Gold is down nearly $31 per ounce this morning and silver is down around $.91 as I am writing this. This correction in gold came right after Germany said they would no longer tolerate naked short selling in Euro denominated assets like bonds and bank shares. This proclamation from Germany has set stocks and commodities in a sell-off. Gold initially rallied after the news but so many investors had to cover trading losses and margin calls that gold bullion soon succumbed to selling pressure.
This is a healthy trend in the market. Those of us that are invested in the gold market want to see gold prices rise and fall. If gold prices shoot up dramatically they will fall dramatically as there would be no support underneath the price action. We want to see healthy support and resistance levels being built as the upward trend continues. The nine year trend is up and we are in uncharted waters in terms of price action above $1,240 an ounce. So look for the price to be somewhat volatile. Support is probably somewhere between $1,180 and $1,200, and resistance is probably somewhere between $1,230 and $1,240.
Eric King of King World News had it right when he said this on his site on Monday, “Stop looking at the daily fluctuations in the price of gold; they are completely meaningless. Keep your eye on the big picture, and that is the secular structure of this bull market in gold. Do not give up your core position in gold. Learn to look at significant corrections in the gold market as opportunities to accumulate.”

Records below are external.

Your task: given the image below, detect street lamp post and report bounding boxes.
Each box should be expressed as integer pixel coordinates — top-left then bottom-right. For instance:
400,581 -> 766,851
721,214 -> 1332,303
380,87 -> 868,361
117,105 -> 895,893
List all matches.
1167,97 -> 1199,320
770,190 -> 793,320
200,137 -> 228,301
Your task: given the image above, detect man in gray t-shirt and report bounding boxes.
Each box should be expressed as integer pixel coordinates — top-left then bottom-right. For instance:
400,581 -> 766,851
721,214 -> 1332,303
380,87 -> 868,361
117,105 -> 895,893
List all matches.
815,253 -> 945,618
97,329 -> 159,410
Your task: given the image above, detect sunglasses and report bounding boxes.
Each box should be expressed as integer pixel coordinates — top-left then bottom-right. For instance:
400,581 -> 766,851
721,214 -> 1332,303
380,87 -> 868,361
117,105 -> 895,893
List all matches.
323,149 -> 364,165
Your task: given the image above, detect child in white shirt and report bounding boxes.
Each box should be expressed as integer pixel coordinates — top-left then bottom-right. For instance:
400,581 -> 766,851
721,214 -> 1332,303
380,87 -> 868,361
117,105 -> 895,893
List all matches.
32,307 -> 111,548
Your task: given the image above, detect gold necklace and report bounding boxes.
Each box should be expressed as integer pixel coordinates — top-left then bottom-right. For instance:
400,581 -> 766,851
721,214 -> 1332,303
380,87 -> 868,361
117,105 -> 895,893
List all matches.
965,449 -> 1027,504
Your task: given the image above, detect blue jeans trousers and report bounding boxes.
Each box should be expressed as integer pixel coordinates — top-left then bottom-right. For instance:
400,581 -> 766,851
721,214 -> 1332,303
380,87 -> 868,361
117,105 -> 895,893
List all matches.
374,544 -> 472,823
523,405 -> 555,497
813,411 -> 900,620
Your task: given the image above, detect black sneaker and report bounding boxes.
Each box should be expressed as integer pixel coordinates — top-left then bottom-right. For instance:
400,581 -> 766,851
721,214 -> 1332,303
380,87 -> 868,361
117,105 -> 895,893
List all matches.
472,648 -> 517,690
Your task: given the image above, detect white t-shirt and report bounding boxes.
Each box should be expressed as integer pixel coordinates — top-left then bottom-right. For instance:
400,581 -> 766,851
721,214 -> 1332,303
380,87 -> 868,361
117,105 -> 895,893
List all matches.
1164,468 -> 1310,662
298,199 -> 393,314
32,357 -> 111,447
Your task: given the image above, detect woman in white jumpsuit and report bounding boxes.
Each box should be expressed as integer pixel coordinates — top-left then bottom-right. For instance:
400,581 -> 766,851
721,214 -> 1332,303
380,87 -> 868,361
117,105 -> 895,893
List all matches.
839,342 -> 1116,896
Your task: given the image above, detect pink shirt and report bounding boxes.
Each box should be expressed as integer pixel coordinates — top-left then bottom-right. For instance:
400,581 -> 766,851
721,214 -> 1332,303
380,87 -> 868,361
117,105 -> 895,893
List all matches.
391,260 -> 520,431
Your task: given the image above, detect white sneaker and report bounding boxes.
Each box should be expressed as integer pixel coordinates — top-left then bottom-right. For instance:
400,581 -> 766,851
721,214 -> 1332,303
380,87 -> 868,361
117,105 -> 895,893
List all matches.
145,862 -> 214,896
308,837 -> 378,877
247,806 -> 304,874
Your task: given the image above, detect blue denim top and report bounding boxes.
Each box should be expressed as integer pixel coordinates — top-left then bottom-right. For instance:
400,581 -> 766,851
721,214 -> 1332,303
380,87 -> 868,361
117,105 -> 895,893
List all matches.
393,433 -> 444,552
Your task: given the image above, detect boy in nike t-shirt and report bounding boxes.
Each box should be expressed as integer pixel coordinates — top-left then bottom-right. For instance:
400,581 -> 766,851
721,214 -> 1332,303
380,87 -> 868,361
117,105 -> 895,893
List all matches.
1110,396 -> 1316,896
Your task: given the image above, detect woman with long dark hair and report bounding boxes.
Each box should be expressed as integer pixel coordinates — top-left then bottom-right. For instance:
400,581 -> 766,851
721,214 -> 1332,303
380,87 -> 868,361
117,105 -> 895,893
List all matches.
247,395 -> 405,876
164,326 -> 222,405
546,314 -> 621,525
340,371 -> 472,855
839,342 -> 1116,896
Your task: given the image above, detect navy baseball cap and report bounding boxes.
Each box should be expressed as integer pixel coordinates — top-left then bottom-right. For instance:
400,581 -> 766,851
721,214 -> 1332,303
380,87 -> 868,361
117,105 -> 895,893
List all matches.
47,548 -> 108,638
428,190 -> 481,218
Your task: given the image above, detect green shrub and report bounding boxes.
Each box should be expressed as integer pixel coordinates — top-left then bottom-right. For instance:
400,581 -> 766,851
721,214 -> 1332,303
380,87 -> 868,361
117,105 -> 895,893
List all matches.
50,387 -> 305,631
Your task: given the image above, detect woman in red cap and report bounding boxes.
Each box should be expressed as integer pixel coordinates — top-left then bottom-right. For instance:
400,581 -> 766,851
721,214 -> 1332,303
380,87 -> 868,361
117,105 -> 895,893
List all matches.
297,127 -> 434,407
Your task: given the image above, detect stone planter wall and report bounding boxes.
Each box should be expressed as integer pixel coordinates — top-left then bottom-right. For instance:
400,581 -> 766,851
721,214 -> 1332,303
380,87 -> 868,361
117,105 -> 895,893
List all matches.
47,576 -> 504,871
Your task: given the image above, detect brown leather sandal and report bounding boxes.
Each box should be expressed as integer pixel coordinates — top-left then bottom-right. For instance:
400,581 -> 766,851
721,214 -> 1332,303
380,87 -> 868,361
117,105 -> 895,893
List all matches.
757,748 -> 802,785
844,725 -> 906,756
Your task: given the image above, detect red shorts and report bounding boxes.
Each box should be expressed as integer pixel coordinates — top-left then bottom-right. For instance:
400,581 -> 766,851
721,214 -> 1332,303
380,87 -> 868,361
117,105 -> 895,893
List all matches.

Simply put, gold is up 9 years in a row; therefore look for corrections as opportunities to accumulate more gold and silver. The great thing about numismatic/rare gold coins is they tend to lag behind bullion in terms of price action. Gold is down $31 per ounce but numismatic gold has not moved even $1. If the downward trend continues there will ultimately be a correction in numismatics as well, but the rarer the issue the less likely short-term corrections in gold prices will affect them. Rare gold coins do not fluctuate nearly as often as gold bullion, therefore they tend to be somewhat more stable.
When looking for opportunities look at the fact that bullion is at an all-time high, but rare gold coins have not even come close to the levels they experienced in 1989 (their last major bull market).